The TEE's computation and memory are encrypted and isolated from the host OS, hypervisor, and even cloud provider. Code and data inside the TEE are not visible externally — including to the infrastructure team.

Attestation

Any party can verify the code running inside the TEE by requesting a cryptographically signed attestation report — proving that specific code (measured by hash) is running in a genuine TEE.

Egress Restriction

Data leaving the TEE must be explicitly authorized.
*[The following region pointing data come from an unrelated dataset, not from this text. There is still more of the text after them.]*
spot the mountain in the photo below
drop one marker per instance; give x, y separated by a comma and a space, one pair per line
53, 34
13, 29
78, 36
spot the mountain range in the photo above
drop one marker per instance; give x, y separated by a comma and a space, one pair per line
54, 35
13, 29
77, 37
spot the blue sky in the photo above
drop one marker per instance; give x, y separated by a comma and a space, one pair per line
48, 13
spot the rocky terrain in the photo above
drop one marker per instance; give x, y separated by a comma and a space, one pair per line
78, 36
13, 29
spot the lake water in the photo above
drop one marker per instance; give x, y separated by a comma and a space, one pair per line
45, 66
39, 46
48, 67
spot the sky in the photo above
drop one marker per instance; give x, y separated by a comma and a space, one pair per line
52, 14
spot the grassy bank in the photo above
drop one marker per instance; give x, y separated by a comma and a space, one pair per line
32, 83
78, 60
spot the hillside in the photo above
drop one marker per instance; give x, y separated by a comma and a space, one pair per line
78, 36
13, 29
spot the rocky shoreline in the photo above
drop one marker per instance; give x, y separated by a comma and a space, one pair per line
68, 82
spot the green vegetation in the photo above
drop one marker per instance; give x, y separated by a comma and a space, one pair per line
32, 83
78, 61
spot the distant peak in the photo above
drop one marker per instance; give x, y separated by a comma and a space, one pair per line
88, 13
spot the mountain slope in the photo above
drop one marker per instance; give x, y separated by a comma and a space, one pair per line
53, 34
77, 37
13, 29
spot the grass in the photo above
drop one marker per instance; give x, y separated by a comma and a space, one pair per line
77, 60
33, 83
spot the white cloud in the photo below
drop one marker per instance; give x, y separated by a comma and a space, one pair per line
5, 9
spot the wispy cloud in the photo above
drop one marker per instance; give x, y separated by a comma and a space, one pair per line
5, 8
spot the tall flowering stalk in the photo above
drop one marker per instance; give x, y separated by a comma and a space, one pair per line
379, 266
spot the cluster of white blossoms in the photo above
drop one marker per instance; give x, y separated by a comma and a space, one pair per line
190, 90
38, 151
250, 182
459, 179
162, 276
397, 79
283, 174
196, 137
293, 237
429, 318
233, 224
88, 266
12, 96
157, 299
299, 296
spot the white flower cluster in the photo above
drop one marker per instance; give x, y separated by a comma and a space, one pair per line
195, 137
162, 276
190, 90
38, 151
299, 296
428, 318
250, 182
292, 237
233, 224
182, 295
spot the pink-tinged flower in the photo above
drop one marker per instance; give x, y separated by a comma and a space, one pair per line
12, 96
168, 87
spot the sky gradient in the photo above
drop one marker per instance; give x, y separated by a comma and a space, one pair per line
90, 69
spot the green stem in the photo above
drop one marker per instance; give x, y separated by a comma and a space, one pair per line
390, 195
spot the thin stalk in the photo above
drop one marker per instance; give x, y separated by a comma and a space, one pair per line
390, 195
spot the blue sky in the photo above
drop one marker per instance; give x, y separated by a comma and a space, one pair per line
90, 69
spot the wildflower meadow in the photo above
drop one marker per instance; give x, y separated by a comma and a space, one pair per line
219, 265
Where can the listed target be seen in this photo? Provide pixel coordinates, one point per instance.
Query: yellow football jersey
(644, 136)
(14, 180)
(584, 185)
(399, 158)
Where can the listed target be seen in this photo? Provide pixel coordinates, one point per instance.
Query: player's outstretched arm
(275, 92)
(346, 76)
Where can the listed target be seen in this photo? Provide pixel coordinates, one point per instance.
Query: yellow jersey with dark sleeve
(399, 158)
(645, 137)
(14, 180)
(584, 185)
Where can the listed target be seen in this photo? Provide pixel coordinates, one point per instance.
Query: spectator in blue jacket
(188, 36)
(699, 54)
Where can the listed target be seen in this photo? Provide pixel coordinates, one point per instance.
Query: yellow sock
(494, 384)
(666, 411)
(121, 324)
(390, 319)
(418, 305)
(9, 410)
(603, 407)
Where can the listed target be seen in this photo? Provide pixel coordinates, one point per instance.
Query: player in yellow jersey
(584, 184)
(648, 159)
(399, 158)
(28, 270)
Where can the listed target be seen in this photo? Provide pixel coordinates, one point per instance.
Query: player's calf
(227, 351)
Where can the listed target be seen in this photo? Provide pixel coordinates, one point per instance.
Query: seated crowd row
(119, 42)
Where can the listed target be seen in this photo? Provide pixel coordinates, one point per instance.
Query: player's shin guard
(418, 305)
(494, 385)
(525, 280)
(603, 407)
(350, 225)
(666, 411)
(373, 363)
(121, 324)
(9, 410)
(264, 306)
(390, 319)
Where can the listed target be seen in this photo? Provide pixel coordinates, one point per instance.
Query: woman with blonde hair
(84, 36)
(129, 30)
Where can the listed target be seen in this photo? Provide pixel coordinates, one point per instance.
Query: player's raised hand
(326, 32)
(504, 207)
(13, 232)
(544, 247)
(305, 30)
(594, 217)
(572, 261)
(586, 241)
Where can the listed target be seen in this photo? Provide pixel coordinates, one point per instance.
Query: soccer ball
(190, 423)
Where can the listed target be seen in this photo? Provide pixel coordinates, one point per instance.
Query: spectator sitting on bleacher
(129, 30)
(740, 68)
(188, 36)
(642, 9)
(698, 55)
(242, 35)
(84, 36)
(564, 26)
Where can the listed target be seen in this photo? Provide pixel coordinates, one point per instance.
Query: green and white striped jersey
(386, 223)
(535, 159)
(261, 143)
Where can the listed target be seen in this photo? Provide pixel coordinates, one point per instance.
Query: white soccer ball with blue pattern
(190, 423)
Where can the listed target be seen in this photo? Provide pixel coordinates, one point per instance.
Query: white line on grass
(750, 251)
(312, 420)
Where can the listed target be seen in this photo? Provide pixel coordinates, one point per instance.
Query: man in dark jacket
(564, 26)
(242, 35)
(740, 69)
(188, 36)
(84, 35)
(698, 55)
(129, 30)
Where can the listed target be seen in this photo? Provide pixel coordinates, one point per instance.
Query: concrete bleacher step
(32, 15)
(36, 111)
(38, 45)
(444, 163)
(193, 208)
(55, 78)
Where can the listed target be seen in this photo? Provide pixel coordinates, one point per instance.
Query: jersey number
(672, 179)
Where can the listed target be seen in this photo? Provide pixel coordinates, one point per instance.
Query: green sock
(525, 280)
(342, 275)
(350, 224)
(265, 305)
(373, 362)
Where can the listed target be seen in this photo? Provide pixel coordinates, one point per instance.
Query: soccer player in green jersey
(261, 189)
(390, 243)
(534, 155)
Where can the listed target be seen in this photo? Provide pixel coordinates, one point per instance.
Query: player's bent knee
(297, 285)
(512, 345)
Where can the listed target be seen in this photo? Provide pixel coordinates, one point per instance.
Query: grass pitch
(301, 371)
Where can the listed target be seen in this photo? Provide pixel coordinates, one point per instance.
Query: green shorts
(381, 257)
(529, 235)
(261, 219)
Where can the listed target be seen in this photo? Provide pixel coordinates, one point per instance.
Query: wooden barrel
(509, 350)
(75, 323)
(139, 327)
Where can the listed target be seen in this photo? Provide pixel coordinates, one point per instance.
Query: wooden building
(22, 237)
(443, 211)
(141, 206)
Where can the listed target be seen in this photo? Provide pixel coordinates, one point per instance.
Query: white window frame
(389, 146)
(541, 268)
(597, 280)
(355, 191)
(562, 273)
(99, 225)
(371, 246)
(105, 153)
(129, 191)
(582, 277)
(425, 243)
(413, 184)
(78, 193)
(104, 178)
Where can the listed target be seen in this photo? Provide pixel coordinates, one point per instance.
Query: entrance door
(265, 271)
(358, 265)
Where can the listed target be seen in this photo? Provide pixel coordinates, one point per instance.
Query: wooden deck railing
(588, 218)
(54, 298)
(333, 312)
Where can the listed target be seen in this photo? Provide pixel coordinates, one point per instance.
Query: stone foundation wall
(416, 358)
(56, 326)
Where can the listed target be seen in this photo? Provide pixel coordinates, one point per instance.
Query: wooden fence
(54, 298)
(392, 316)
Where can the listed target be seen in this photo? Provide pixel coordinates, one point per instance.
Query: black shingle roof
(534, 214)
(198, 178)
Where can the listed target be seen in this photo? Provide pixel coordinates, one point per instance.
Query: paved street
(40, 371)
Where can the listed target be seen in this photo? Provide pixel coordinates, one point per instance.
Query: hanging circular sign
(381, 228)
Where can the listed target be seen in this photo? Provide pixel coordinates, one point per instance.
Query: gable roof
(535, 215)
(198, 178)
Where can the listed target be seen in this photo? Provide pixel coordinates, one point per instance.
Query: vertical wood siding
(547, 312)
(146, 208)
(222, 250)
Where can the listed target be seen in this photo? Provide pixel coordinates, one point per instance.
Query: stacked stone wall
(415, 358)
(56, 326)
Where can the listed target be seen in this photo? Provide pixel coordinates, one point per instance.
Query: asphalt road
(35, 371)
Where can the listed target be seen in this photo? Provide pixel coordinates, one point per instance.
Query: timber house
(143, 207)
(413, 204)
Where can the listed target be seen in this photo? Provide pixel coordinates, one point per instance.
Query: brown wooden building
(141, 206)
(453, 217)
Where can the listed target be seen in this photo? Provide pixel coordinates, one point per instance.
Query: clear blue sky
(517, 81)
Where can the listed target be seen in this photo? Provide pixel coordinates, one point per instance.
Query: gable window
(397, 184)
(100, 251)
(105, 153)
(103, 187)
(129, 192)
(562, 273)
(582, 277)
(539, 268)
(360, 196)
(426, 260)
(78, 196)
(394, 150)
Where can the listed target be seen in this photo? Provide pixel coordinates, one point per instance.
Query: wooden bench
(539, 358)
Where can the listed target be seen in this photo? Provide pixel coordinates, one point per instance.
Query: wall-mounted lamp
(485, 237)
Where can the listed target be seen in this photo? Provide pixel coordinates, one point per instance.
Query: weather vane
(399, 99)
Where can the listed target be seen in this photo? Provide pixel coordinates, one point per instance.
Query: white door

The security model assumes that any data exiting the boundary may be observed by the host — so sensitive computation results must not leave in plaintext.

No Ad-Hoc Access

Traditional debugging (SSH, debugger attach, memory dump) is impossible inside a TEE. Observability must be designed into the system before deployment — reactive debugging tools are not available.

TEE Observability Risk Model

Signal TypeRisk of Crossing BoundaryAllowed?
Aggregated metrics (count, sum, avg)Low — no individual data pointsYes — with review
Sanitized structured logs (no payload data)Low — operational context onlyYes — with sanitization policy
Raw workflow payload data in logsHigh — may contain confidential computation input/outputNo
Distributed trace spans with span attributesMedium — attributes may reveal computation detailsTrace IDs only (not spans)
Exception stack tracesHigh — may reveal internal state or data valuesNo — only error codes
Attestation report (TEE identity)None — cryptographic proof onlyYes
TEE Observability Must Be Designed Before Deployment

Unlike standard deployments where you can add logging after the fact, TEE observability must be part of the initial design. Once BizFirstGO is running in a TEE, you cannot add new telemetry emission points without modifying and re-attesting the code. Define your observability contract (what signals, what data) before the first TEE deployment.